Photograph of the Herman and Ella Voigts house at 2405 West 103rd Street in Leawood. The Prairie-style stone house was built in 1923 by Frank Bayrel for Herman J. Voigts and his family for $23,000. The house stood on a 218-acre cattle and dairy farm. Voigts was also president of the First National Bank of Olathe and vice president of the City National Bank and Patron's Bank of Olathe. The all but 10 acres of the surrounding farm property was sold off for suburban residential development by 1959. The house was added to the National Register of Historic Places in 1995.
Photograph of the Hoge Funeral Home building at 8024 Santa Fe Drive, in the 1930s. Originally built as a home for the Charles Pincomb family, the building became the site of Hoge Funeral Home in 1932. The business operated in this location until 1965 when the house was razed and a new funeral home building constructed to the south. The two story building is pictured with stucco siding and a Spanish tile roof, and the fender of a car is visible parked on Santa Fe Drive.

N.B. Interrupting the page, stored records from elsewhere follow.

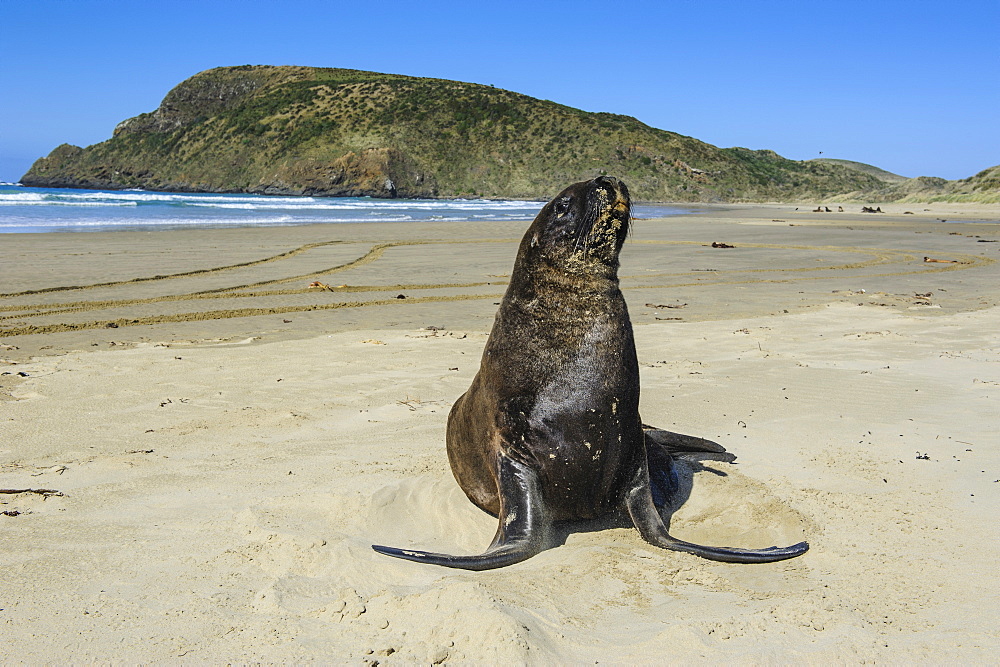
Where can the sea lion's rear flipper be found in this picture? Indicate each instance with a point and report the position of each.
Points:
(522, 531)
(646, 518)
(682, 446)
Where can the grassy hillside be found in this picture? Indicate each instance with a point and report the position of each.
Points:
(880, 174)
(300, 130)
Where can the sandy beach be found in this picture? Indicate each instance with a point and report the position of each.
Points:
(197, 448)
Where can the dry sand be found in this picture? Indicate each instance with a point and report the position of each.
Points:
(226, 443)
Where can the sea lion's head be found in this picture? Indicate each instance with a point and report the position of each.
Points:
(583, 228)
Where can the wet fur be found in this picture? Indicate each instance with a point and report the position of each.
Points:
(550, 429)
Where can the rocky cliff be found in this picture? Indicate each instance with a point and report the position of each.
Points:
(337, 132)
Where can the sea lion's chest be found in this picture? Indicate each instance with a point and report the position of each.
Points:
(568, 393)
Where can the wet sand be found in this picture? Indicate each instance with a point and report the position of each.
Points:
(228, 441)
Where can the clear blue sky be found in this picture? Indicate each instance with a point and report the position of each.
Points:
(912, 87)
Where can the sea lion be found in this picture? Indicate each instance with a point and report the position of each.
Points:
(550, 428)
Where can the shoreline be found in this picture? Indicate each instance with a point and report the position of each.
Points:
(229, 449)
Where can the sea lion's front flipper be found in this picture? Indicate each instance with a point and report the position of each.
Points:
(522, 532)
(685, 446)
(646, 518)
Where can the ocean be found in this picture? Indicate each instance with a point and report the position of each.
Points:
(33, 210)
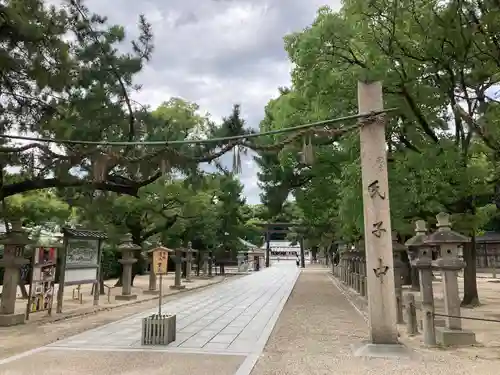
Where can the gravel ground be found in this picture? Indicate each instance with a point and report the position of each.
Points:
(317, 327)
(55, 362)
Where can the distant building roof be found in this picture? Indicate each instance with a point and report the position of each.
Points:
(490, 237)
(84, 233)
(281, 244)
(247, 244)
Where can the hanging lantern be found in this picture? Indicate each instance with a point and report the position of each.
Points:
(100, 167)
(307, 156)
(236, 160)
(164, 166)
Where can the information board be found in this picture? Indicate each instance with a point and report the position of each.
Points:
(41, 292)
(160, 261)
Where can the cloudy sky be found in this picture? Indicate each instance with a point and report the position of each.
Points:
(216, 53)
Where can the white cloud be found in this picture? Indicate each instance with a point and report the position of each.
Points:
(216, 53)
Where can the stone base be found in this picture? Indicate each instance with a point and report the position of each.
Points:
(128, 297)
(448, 337)
(151, 292)
(367, 349)
(437, 323)
(7, 320)
(177, 287)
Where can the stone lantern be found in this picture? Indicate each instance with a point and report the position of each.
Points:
(357, 255)
(421, 258)
(14, 244)
(128, 249)
(343, 262)
(362, 268)
(189, 262)
(397, 254)
(177, 258)
(449, 263)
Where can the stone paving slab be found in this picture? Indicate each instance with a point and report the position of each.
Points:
(227, 319)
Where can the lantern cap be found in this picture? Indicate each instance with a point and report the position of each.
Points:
(444, 234)
(126, 244)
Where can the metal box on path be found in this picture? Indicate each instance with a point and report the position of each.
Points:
(158, 329)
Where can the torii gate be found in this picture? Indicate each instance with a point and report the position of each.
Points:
(268, 231)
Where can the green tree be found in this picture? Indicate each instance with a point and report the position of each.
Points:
(63, 77)
(437, 68)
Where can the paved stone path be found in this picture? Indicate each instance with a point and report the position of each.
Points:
(230, 318)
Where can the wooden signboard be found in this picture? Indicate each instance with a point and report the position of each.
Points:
(160, 261)
(43, 272)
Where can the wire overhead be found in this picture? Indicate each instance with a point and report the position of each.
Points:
(199, 141)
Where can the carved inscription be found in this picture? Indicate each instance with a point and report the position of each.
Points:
(374, 190)
(381, 270)
(378, 230)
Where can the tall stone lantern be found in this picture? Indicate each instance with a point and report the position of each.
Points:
(421, 258)
(449, 263)
(398, 250)
(14, 244)
(189, 262)
(128, 249)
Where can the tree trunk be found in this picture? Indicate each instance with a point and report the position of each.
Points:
(415, 278)
(471, 297)
(24, 292)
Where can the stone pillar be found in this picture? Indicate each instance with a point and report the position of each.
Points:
(205, 263)
(377, 220)
(189, 262)
(421, 257)
(13, 259)
(241, 261)
(363, 276)
(449, 264)
(343, 265)
(210, 265)
(362, 267)
(177, 258)
(397, 251)
(152, 277)
(268, 247)
(127, 248)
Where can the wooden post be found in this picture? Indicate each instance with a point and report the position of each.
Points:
(62, 277)
(377, 220)
(98, 273)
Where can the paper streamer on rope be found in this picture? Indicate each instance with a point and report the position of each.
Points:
(164, 166)
(307, 151)
(100, 167)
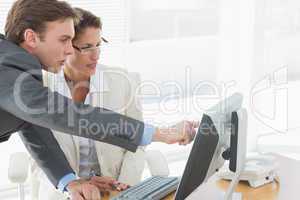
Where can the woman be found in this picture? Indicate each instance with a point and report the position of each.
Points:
(79, 80)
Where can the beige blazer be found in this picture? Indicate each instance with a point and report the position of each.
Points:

Photograph of George W. Jensen's house and dairy farm in Prairie Village, Kansas, circa 1940. The Tudor-style house, located at 2821 West 75th Street, is pictured with a barn and other outbuildings, along with a parked truck, located to the west. A dusting of snow covers the lawn and bushes, and trees are bare of leaves. Most of the Jensen property was later sold off to the J.C. Nichols Company for residential development.
Photograph of a row of houses, one a furnished exhibition house, situated along 69th Street in Prairie Village, Kansas, in September 1941. Cars are parked on the street and visitors to the exhibition house can be seen gathered near the front door and driveway. The exhibition house was built and furnished by J. C. Nichols Companies to showcase similar houses built in the surrounding neighborhood, and was featured in the February 1952 issue of Better Homes and Gardens Magazine. Listed at the time as 2609 West 69th Street, the address later was changed to 4117 West 69th Street.
Aerial view of the home of Mr. and Mrs. Lewis G. Wilson at 67th and Glenwood Streets in Overland Park, Kansas, circa 1935. The Wilson residence, at the center of the image, and a neighboring Tudor-style house to the west face 67th Street, which runs across the lower right of the image. Glenwood Street runs north and south through the lower left of the image. Several other houses, barns, and outbuildings surround the Wilson residence, along with large yards and farmland.
Photograph of the swimming pool at the rear of the Kittle family home at in Westwood Hills, Kansas, in 1935. A woman and two girls in bathing suits and caps are pictured in the pool, with another girl sitting on the edge. A stone wall separates the pool from the Tudor-style house.
Photograph of the Kittle family's home at 8039 West 80th in Overland Park, Kansas, circa 1916. The two-story wood house was occupied by the family of O. H. Kittle, dry goods company operator, and a car is visible in the driveway at the right side of the image.
Photograph of the home of Clara and Alfonso Stough, near 80th and Marty in Overland Park, circa 1940. The two-story home includes a stone porch, cedar shakes, and a porch swing. A swinging gate leads to the sidewalk.
Photograph of the home of Clara and Alfonso Stough, looking east from Overland Park Drive to its location near 80th and Marty in Overland Park, circa 1940. The two story house is surrounded by trees and a grass prairie stands to its east.
Photograph of a dairy barn and house on the Porter Dairy Farm near Tomahawk and Mission Roads in Prairie Village, Kansas, circa 1915. A tilled field surrounded by wire fence is visible in the foreground of the image.
Photograph of the John C. Mills house in Overland Park, Kansas, circa 1915. Two men stand near the porch of the two-story clapboard house. A neighboring stone house is visible in the background of the image.
Photograph of the Philip Reinhardt house at 5637 Cherokee Circle on a snowy winter day circa 1930. The two-story Victorian wood house features a wrap-around front porch was built by Reinhardt, who immigrated to the United States from Germany circa 1850. The original address of the home was 5637 Mission Road.